I would attempt to parse, if it fails, then attempt to parse a higher-capacity value. If the higher capacity value passes parsing, then you know it's out of range. If it fails as well, then it's bad input.

string outOfRange = "2147483648"; // +1 over int.MaxValue
int result;
if (!Int32.TryParse(outOfRange, out result))
{
    long rangeChecker;
    if (Int64.TryParse(outOfRange, out rangeChecker))
        //out of range
    else
        //bad format
}

Unfortunately, I don't think there's a way to do this generically for any type; you'd have to write an implementation for all types. So for example, what do do for Int64? Maybe use BigInteger instead:

string outOfRange = "9223372036854775808"; // +1 over Int64.MaxValue
long result;
if (!Int64.TryParse(outOfRange, out result))
{
    BigInteger rangeChecker;
    if (BigInteger.TryParse(outOfRange, out rangeChecker))
        //out of range
    else
        //bad format
}

EDIT: double floating point values may be more fun since AFAIK, there's no "BigDecimal" and you may have to also account for values that approach 0 at the very extreme (not sure about that). Possibly you could do a variation on the BigInteger check but you might also have to account for decimal points (probably a simple regex would be best here to have only numbers, an optional negative sign, and only one at most decimal point). If there are any decimal points, you'd have to truncate them out and simply check the integer portion of the string.

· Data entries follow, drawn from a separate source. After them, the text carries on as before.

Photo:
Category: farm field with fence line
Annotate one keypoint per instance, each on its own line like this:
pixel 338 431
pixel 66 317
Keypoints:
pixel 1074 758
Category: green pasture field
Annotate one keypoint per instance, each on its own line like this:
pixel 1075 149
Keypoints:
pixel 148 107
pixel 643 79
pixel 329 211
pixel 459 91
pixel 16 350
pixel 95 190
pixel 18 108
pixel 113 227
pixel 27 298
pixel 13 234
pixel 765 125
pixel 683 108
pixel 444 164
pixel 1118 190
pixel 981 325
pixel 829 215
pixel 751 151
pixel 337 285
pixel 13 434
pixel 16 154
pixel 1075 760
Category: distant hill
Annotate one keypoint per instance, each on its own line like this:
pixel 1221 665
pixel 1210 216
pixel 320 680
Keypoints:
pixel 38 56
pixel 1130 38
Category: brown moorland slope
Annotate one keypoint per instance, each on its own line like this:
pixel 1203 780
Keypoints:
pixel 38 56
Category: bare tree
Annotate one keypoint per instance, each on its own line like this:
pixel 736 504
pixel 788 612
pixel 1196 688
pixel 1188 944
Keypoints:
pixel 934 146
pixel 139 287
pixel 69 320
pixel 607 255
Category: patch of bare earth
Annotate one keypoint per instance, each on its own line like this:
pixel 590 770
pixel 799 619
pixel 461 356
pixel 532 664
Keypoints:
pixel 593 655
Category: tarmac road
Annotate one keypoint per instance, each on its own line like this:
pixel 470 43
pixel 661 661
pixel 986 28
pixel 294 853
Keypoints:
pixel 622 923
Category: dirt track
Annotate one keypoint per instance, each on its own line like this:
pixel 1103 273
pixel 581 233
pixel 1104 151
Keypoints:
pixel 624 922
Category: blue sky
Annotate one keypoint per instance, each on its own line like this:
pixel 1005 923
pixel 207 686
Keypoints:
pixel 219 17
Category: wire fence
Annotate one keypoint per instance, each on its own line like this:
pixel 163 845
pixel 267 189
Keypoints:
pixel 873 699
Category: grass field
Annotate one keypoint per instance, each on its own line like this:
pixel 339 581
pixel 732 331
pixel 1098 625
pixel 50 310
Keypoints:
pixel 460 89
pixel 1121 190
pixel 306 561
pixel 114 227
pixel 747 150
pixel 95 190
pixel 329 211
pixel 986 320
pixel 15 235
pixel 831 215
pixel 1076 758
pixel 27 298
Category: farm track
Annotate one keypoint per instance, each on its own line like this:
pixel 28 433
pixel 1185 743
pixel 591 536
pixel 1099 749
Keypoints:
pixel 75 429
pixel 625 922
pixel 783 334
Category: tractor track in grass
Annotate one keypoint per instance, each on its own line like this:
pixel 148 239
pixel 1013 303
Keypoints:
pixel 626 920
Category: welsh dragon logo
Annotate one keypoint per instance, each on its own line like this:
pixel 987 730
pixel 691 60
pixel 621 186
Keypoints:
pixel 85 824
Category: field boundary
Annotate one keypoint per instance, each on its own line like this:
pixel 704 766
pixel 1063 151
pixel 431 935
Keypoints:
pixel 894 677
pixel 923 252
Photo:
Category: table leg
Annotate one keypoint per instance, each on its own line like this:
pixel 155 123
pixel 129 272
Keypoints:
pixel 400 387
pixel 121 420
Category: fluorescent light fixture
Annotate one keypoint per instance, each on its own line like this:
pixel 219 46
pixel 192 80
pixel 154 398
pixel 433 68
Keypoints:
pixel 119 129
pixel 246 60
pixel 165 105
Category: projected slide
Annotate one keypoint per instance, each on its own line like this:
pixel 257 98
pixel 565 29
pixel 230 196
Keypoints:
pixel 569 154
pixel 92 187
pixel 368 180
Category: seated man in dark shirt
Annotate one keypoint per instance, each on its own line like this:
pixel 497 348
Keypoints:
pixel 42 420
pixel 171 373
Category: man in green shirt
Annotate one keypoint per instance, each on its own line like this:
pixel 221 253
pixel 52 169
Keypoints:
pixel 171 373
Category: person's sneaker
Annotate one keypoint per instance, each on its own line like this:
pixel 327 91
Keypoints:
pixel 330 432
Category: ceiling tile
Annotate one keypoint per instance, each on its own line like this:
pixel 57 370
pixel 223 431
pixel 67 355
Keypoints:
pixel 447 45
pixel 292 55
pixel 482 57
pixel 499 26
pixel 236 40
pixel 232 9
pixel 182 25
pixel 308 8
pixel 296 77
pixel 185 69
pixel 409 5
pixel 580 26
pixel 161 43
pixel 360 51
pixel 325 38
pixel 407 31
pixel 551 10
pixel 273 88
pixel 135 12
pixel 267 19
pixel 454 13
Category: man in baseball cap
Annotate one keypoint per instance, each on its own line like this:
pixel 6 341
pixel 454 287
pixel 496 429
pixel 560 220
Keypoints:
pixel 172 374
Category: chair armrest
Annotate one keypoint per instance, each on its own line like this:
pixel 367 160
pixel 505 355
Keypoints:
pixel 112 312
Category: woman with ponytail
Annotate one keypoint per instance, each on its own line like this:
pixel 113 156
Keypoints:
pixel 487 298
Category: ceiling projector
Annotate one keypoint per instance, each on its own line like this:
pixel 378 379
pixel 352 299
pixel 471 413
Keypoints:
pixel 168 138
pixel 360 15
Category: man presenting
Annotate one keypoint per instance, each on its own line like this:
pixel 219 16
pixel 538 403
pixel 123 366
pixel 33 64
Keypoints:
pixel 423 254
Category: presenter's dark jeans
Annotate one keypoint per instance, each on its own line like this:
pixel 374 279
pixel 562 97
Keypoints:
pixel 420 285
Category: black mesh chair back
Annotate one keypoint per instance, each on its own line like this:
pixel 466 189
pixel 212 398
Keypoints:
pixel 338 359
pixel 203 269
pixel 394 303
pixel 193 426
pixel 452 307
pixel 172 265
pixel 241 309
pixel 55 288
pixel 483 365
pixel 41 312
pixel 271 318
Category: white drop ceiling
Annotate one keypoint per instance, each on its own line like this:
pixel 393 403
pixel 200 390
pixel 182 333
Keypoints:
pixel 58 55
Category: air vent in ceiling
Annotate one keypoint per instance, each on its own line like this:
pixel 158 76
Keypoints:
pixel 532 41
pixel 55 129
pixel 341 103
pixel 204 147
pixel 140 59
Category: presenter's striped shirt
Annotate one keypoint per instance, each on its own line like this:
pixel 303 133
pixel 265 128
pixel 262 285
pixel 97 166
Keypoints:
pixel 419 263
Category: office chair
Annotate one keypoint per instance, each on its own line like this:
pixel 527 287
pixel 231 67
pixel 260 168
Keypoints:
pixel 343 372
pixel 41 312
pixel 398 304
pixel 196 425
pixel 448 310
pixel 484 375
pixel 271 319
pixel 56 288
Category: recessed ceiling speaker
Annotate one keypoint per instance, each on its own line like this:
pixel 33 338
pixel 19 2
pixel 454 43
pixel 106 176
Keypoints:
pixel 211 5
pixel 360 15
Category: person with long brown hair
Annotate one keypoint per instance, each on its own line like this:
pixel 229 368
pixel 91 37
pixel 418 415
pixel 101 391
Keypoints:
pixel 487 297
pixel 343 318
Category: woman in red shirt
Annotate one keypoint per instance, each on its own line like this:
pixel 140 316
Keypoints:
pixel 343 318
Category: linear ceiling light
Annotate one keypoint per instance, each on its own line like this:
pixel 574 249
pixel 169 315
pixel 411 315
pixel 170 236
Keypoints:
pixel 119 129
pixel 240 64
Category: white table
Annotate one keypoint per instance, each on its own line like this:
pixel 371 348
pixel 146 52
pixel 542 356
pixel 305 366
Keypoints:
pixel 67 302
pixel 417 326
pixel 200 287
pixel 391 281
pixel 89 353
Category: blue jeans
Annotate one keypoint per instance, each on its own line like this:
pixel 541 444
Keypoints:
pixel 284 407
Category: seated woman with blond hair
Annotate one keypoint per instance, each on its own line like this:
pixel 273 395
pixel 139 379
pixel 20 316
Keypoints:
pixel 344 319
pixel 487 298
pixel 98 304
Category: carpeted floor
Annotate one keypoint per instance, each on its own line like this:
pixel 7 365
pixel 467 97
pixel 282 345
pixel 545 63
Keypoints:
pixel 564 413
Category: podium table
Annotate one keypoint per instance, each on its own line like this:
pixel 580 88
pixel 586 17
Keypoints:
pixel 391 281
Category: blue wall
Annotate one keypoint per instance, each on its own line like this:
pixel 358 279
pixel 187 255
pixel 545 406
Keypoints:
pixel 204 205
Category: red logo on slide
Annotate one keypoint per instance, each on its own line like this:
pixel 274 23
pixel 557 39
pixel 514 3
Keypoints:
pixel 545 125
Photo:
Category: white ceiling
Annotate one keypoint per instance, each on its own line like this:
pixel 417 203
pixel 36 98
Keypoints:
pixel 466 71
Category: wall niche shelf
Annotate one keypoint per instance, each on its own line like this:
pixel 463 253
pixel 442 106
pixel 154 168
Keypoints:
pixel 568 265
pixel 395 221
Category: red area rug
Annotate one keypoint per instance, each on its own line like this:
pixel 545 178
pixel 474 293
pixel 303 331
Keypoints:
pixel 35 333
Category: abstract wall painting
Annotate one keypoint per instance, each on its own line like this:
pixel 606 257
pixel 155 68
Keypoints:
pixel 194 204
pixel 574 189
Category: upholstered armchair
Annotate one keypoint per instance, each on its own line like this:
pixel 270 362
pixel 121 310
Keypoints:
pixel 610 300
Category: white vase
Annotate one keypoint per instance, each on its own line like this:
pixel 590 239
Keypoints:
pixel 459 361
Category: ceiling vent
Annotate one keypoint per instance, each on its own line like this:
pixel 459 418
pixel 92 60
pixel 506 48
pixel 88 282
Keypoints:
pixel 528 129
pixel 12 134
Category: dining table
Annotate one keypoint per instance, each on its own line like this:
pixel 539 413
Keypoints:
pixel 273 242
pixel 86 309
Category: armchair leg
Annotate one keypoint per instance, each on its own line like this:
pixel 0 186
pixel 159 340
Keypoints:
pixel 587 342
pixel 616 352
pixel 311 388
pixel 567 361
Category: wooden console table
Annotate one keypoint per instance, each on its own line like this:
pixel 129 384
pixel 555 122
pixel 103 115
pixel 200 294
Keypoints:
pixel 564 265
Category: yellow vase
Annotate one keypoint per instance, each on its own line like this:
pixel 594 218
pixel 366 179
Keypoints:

EDITx2: Here's a pretty ugly implementation for checking double values too:

// +bajillion over Double.MaxValue
string outOfRange = "90000000000000000000000000000000000000000000000000000000000000000000000000000000000000000000000000000000000000000000000000000000000000000000000000000000000000000000000000000000000000000000000000000000000000000000000000000000000000000000000000000000000000000000000000000000000000000000000000000000000000000000000000000000000.1";
double result;
if (!Double.TryParse(outOfRange, out result))
{
    string bigIntegerInput = outOfRange;

    if (!Regex.IsMatch(bigIntegerInput, @"^-?[0-9]\d*(\.\d+)?$"))
        //bad format

    int decimalIndex = bigIntegerInput.IndexOf('.');
    if (decimalIndex > -1)
        bigIntegerInput = bigIntegerInput.Substring(0, decimalIndex);

    BigInteger rangeChecker;
    if (BigInteger.TryParse(bigIntegerInput, out rangeChecker))
        //out of range
    else
        //bad format
}

But honestly, at this point I think we've just gone off the deep end. Unless you have some real performance bottleneck, or your application has out-of-range values inputted frequently, you might be better off just catching them the odd time it happens as in this answer or perhaps more simply, applying a regex to the input. In my last example, I may have as well just quit after doing the regex anyway (but I don't know off the top of my head if the TryParse implementations are more lenient, allowing for exponential/scientific notation. If so, the regex would have to cover these as well)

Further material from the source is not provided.